Our children are our future. The Science Technology Engineering and Maths (STEM) sectors are critical to the country’s future. As head of a major UK digital business services provider, delivering technology to transform businesses, we want to share our experiences to excite and encourage children to take up careers in our industry.
That’s why I took time out this week along with my colleagues at Columbus to invite a class of 10 and 11 year olds from Holy Cross School in Hucknall to our Nottingham offices for a morning of activities and presentations around our industry. In this short session, we were able to engage with over 30 children on the benefits and opportunities of pursuing a possible career in STEM and look at the variety of career options available to them, to showcase the broad appeal of a career in technology.
We used Columbus customers to provide examples of how our industry operates, such as following how Weetabix – a staple of many family breakfast tables in the UK – makes its way from field to spoon and Just Eat to show how they use technology from mobile to voice recognition to business applications in order to get your take away to you.
The response from the children was amazing – they were keen to interact with our presenters, take part in our technology demonstrations and ask as many thoughtful and probing questions as possible throughout the session.
We go further to reach out to children
Today’s event is just the latest of several initiatives we at Columbus have carried out with schools in the Nottingham area. And we don’t just talk – we’ve donated laptops to Holy Cross School to provide children with a platform for learning about technology, and actively promote the establishment of ‘Code Clubs’, which help the minds of tomorrow learn the skills that are so vital in today’s digital world.
Some companies may question why we engage with children at such an early age. The answer is simple. We recognise the importance of reaching out to children in the local community at an early stage, to help foster their passion for technology and science.
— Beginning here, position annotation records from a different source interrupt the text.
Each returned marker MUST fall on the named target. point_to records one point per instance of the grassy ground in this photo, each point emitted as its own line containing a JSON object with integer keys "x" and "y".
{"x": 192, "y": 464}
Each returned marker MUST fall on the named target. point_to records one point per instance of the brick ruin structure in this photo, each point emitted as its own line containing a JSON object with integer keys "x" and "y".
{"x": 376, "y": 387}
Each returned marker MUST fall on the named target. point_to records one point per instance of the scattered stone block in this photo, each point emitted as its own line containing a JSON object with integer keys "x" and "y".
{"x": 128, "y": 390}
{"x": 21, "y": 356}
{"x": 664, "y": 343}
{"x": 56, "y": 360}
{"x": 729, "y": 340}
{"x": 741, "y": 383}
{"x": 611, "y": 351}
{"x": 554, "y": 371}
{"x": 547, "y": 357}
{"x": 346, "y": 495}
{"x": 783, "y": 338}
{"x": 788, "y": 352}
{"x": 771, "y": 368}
By teaching children about the opportunities available in STEM and sharing examples of how companies such as Columbus operate, we want to offer an early window into STEM careers that would otherwise not be available to them. I’m delighted by the efforts of my team at Columbus who recognise the value of this, and actively volunteer and invest their time into our outreach activities.
Bridging the gender gap
It is vital that we as an industry help provide young people of all ages, backgrounds and genders with the right experience and skills ahead of them entering the workforce. It was encouraging to see so many young girls engaged with our discussions today, and actively taking part in our technology demonstrations. In 2017, the UK had the lowest number of women employed in engineering in Europe, at just 8.7% of the workforce. Unfortunately, we see this gender gap represented across all STEM fields. We want women in our industry to play a leading role in encouraging young girls to join the next generation in STEM, by providing mentoring and demonstrating that there are clear paths into a STEM career for girls.
Inspiration from an early age
Last year, surveys showed two-thirds of UK manufacturers are concerned by the lack of skilled staff available, with 72 per cent doubtful that the government is making enough of an effort to encourage and educate young people considering a career in STEM.
By reaching out to children at an early age, we’re building a foundation to allow them to embrace their STEM interests before they reach the age for apprenticeships or graduate schemes. Inspiring more children to develop their talents and go on to pursue a career focused on their interests is a major step towards growing the pool of technically skilled employees in the UK.
Businesses and other organizations within our industry can play a leading role in inspiring the next generation to pursue STEM careers – so why not reach out and get involved today?